Город строится с мыслью о человеке сегодняшнего и, пожалуй, даже завтрашнего дня. Архитекторы исходят из тенденций нашей жизни — развитие науки, рост культуры, возрастающее время отдыха, улучшение бытовых условий и т. п. Значит, в проектах — новые здания школ, институтов, кинотеатров, стадионов, зон отдыха, новые линии общественного транспорта и, конечно, новые жилые кварталы. «Общая площадь городского жилищного фонда увеличилась против 1913 года в 8 раз, значительно улучшились жилищно-бытовые условия», — говорится в Тезисах ЦК КПСС «К 100-летию со дня рождения Владимира Ильича Ленина».
В этой цифре есть доля труда и алма-атинских градостроителей, мысли и дела которых направлены на то, чтобы создать каждому жителю города все условия для творческой жизни.
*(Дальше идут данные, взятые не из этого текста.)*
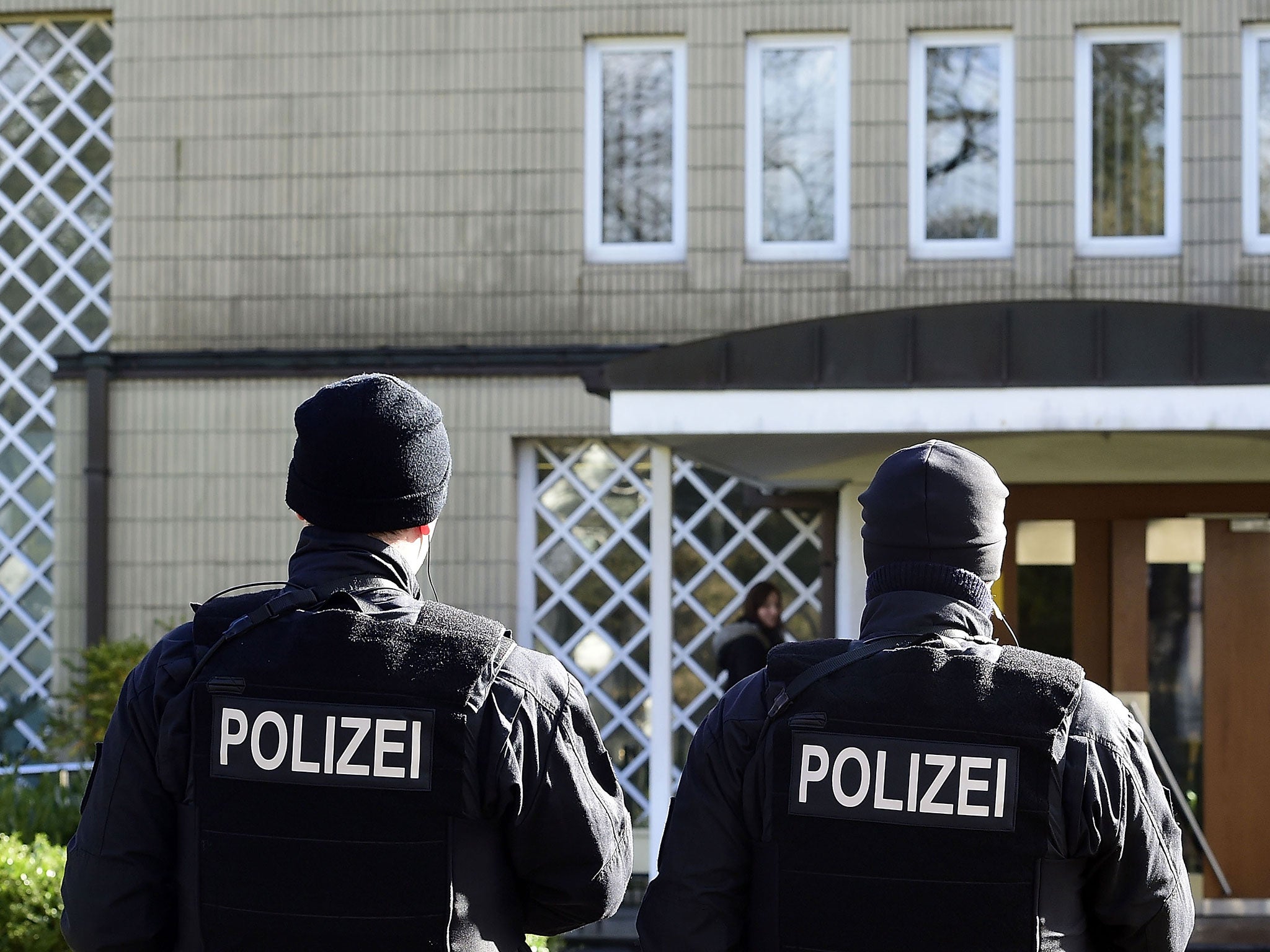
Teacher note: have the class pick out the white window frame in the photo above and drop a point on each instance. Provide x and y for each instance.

...Поток света падает на столы, чертежи, рисунки, макеты — и они из мертвых бумаг и пенопластовых кубиков превращаются в нечто живое. А может быть, не от света? От броского движения карандаша, прочертившего линию-улицу? Или оттого, что видишь в несуществующих пока белых кубиках зданий ту же «высотность», что нельзя было не заметить в городе?
Кого из алмаатинцев удивишь сегодня трех-четырехэтажными домами... если стоят они, светлые, с открытыми балконами, на каждой улице, соседствуя зачастую с одноэтажными рублеными домами прошлого? Если то там, то здесь поднимаются девятиэтажные с солнечными лоджиями жилые корпуса? Если стеклянно-бетонная призма высотного здания Дома Советов и министерств в самом центре города уже организует пространство нескольких кварталов: словно связывает воедино голубоватые изогнутые плоскости многоэтажной гостиницы «Алма-Ата», и стеклянный куб Русского драматического театра, и Дом радио, и автовокзал, и кинотеатр на площади Абая, и много других современных зданий в разных точках города.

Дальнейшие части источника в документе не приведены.